Graduation, simply put, is the worst of Kanye West’s three albums. This shouldn’t be seen as a bad thing, as his first two albums are two of the best hip hop albums to be released in this millennium. Graduation isn’t as adventurous or risky as Late Registration, or as powerful as The College Dropout, but it is his most personal album. The flaws are there as well, his flow and delivery haven't gotten any better and while I enjoy most of the tracks and beats, it would have been nice to see him take more chances musically. But lyrically and musically, it is still a very strong album, as you can see that West is at peace with his life but striving to achieve more at the same time. Say what you will about Kanye West, whether you think he is an overrated rapper running his mouth or one of the greatest rappers of our time, you cannot deny his impact on mainstream music today.
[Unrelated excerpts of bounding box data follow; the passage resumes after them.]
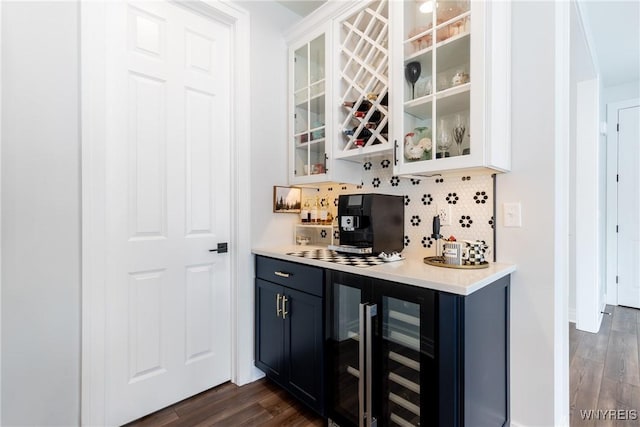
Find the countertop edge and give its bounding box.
[251,246,517,296]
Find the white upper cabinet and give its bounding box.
[390,0,511,175]
[288,23,361,185]
[333,0,393,161]
[288,0,511,185]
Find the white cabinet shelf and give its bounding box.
[288,22,361,185]
[288,0,511,181]
[390,0,510,175]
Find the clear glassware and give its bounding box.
[451,114,467,156]
[436,120,451,158]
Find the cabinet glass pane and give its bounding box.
[329,283,361,425]
[309,34,324,84]
[435,35,471,92]
[382,297,422,426]
[293,45,309,92]
[435,91,471,158]
[403,0,434,57]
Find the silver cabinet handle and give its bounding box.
[276,294,282,317]
[358,303,366,427]
[282,295,289,319]
[273,271,291,277]
[365,304,378,427]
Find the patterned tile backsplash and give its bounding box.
[302,159,495,259]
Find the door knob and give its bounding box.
[209,242,228,254]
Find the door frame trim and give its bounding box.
[80,0,250,425]
[606,98,640,305]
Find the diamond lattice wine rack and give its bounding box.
[336,0,391,158]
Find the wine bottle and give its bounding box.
[367,92,389,107]
[342,99,371,117]
[319,196,329,224]
[367,110,382,128]
[353,127,371,147]
[300,200,309,222]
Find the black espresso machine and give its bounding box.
[329,194,404,254]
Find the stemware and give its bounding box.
[404,61,422,99]
[452,114,467,156]
[436,120,451,158]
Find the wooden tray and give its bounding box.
[424,256,489,270]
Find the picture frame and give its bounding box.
[273,185,302,213]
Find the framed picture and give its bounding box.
[273,185,302,213]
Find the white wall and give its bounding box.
[602,80,640,105]
[569,2,605,332]
[496,2,568,426]
[246,1,300,251]
[2,2,80,426]
[1,1,299,426]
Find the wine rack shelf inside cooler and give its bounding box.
[338,0,391,157]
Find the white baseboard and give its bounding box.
[231,366,265,386]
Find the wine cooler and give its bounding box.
[326,272,439,427]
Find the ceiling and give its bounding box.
[277,0,640,87]
[276,0,326,16]
[580,0,640,87]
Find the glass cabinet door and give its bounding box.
[293,34,326,177]
[396,0,471,172]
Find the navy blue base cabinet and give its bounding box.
[325,270,509,427]
[255,256,510,427]
[255,256,325,415]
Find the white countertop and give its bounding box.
[252,245,516,295]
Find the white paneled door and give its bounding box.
[105,1,231,425]
[618,106,640,308]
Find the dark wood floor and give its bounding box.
[569,306,640,427]
[127,379,324,427]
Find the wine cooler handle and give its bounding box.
[282,295,289,319]
[276,294,282,317]
[365,304,378,427]
[358,304,366,427]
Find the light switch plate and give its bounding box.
[502,202,522,227]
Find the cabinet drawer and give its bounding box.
[256,256,324,296]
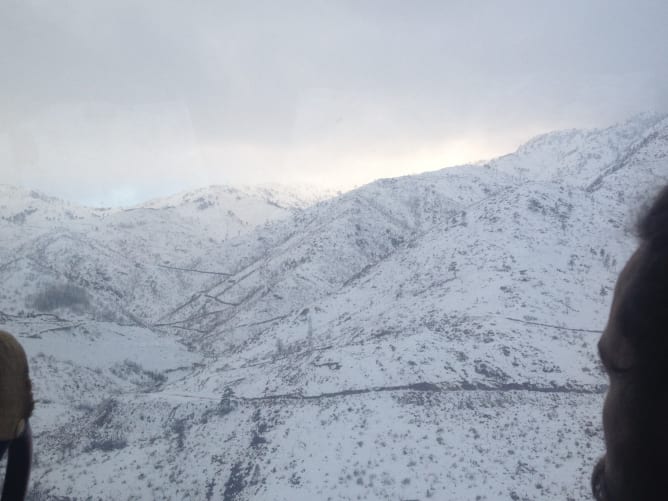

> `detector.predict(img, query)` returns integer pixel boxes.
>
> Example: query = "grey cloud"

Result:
[0,0,668,203]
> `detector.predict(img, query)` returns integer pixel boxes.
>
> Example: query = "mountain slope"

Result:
[0,115,668,500]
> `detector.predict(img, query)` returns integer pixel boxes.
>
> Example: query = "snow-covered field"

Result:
[0,115,668,501]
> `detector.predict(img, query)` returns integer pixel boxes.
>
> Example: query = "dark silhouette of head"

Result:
[0,330,34,501]
[592,186,668,501]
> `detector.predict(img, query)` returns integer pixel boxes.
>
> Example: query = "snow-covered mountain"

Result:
[0,115,668,501]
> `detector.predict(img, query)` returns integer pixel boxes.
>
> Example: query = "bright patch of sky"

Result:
[0,0,668,205]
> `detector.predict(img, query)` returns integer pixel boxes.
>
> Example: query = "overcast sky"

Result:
[0,0,668,205]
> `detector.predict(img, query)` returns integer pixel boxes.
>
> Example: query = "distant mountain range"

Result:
[0,114,668,501]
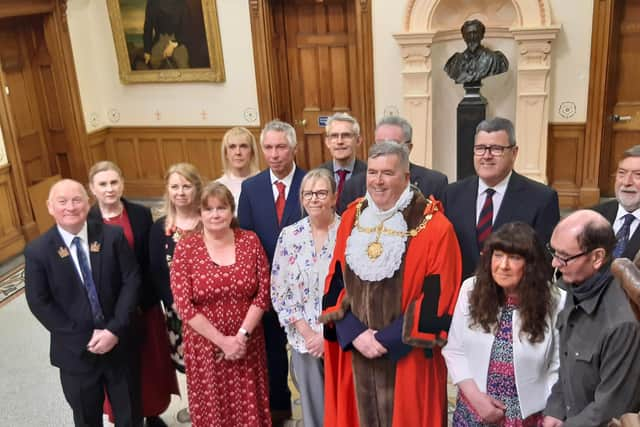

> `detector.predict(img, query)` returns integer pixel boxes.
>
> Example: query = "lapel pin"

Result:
[58,246,69,258]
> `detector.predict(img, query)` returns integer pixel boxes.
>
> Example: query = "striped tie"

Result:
[476,188,496,252]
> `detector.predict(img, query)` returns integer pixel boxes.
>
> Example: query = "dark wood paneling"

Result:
[547,123,585,209]
[88,126,262,197]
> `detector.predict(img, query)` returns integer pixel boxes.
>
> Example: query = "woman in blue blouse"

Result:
[271,169,340,427]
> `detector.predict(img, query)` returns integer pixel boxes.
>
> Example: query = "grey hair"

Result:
[260,120,298,148]
[376,116,413,144]
[474,117,516,146]
[324,113,360,136]
[620,145,640,161]
[369,139,409,172]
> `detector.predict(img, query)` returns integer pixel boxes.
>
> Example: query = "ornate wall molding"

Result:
[394,0,560,182]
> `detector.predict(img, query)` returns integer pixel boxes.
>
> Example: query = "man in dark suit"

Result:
[443,117,560,280]
[24,179,142,426]
[320,113,367,199]
[593,145,640,260]
[238,120,305,425]
[337,116,447,213]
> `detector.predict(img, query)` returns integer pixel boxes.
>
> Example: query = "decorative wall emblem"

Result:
[558,101,576,119]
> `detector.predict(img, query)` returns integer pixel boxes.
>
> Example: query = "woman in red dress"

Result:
[171,182,271,427]
[89,161,179,427]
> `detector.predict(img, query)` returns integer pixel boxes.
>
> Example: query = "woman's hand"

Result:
[218,335,247,360]
[465,391,506,424]
[304,332,324,358]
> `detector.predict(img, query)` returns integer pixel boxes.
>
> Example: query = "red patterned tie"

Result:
[336,169,349,200]
[276,181,286,224]
[476,188,496,252]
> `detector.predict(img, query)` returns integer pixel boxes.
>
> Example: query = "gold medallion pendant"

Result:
[367,240,382,260]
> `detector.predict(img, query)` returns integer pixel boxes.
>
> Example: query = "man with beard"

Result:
[444,19,509,84]
[320,141,460,427]
[593,145,640,260]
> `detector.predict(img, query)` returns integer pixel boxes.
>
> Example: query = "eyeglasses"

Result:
[547,243,591,267]
[327,132,356,141]
[302,190,329,200]
[473,145,515,157]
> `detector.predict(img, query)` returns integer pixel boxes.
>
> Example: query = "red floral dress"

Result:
[171,230,271,427]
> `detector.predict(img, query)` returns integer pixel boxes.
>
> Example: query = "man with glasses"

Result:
[442,117,560,280]
[320,113,367,199]
[543,210,640,427]
[337,116,448,214]
[593,145,640,260]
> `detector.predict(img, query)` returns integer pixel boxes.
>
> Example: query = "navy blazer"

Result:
[89,197,160,310]
[24,221,140,373]
[238,167,306,265]
[336,163,448,214]
[442,171,560,280]
[318,159,367,179]
[591,199,640,261]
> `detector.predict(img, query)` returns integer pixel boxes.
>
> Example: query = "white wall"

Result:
[372,0,593,180]
[68,0,260,132]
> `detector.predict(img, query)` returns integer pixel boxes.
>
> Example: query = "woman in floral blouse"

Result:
[271,169,340,427]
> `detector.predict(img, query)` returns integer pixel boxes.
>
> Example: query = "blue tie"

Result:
[613,214,636,258]
[71,236,104,325]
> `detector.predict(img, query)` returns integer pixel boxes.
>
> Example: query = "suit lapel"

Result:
[87,221,104,294]
[50,225,84,290]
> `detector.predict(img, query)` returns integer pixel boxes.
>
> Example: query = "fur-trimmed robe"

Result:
[320,193,461,427]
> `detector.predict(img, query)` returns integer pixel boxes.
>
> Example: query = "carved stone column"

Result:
[394,33,434,167]
[511,26,560,184]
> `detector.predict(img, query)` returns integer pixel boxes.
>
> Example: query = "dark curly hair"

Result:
[469,222,554,343]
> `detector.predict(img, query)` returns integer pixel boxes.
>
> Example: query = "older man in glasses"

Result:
[543,210,640,427]
[442,117,560,280]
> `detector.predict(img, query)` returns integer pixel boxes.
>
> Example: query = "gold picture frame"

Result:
[107,0,225,84]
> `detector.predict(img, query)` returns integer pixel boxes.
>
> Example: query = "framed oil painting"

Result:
[107,0,225,83]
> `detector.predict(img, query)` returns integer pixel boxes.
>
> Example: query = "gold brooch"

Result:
[58,246,69,258]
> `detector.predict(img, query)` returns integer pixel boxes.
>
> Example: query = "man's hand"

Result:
[304,332,324,358]
[87,329,118,354]
[542,415,562,427]
[353,329,387,359]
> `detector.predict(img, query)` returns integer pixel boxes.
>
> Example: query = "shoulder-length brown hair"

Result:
[469,222,554,343]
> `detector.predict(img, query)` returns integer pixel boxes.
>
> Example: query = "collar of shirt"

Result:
[57,221,89,249]
[269,162,296,200]
[476,172,512,223]
[612,203,640,232]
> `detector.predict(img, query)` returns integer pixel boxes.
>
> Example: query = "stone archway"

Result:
[394,0,560,183]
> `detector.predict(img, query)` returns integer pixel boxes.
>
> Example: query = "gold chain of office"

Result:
[354,199,433,260]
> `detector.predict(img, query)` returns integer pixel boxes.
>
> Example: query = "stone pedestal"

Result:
[456,82,487,179]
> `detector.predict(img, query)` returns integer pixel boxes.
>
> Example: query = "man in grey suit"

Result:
[320,113,367,198]
[593,145,640,260]
[442,117,560,280]
[337,116,447,213]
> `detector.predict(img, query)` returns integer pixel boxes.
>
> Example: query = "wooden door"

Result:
[272,0,373,169]
[0,16,62,186]
[600,0,640,197]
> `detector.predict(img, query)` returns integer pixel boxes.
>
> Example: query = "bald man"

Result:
[24,179,142,427]
[543,210,640,427]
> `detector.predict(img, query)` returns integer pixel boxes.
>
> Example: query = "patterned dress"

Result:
[171,230,271,427]
[453,297,543,427]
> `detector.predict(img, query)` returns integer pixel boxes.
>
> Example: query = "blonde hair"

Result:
[220,126,260,175]
[200,181,240,228]
[162,163,202,232]
[89,160,124,185]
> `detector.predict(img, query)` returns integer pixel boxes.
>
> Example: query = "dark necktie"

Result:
[613,214,636,258]
[336,169,349,200]
[71,236,104,324]
[276,181,286,225]
[476,188,496,252]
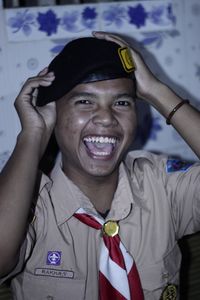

Kanye West has finally graduated, and he has passed with flying colors, just like the album art suggests.
Graduation, simply put, is the worst of Kanye West’s three albums. This shouldn’t be seen as a bad thing, as his first two albums are two of the best hip hop albums to be released in this millennium. Graduation isn’t as adventurous or risky as Late Registration, or as powerful as The College Dropout, but it is his most personal album.
This told me all I needed to know.
Great, great stuff, Drew. I love how you tied the album art into the review for the close.
i think this is a pretty good album, not an 87% good, but thats minor. I completely agree with your thoughts on bonds and girls, as well as the stellar production of "Flashing Lights" that is def. my favorite song. "The Good Life" is going to smash radio, i wasn't let down by this at all.
surprise surprise kanye gets reviewed while dozens of better cds are ignored..
I have mixed feelings about Kanye,. I like some of his production, its easily influenced mainstream rap. Although hes not exactly a lyrical genius. 99% of Kanye's flow is ego and he is one of the lone rappers that sounds credible when doing it (lil wayne, you dont. you are the worst rapper alive.)
I heard the leak awhile ago and might get it but there are some better rap cds that came out this year. This site desperatly needs a hip-hop reviewer.
It's not great to be honest, but i still enjoy it, i was just expecting better or more importaintly, bigger. As far as Kanye as a packarge goes he's awesome but as a rapper & he's lyrics go i think he's poor, but still enjoyable if that makes any sense.
Ps, I'd agrue that Lupe Fiasco's record was as good as Kanye's previous works, if maybe not as shocking and mainstream, though i guess it wasn't mainstrean until kanye did it...
The album is just boring, and yeah, it's his worst by far. It's cool he's not sticking to the same style of music which could have netted him another platinum album (even if his new style conveniently aligns with the indie electronic blog demographic), but his poor emceeing skills really show up here, whereas previous albums his brilliant arranging and sampling could gloss over those shortcomings. Curtis is better.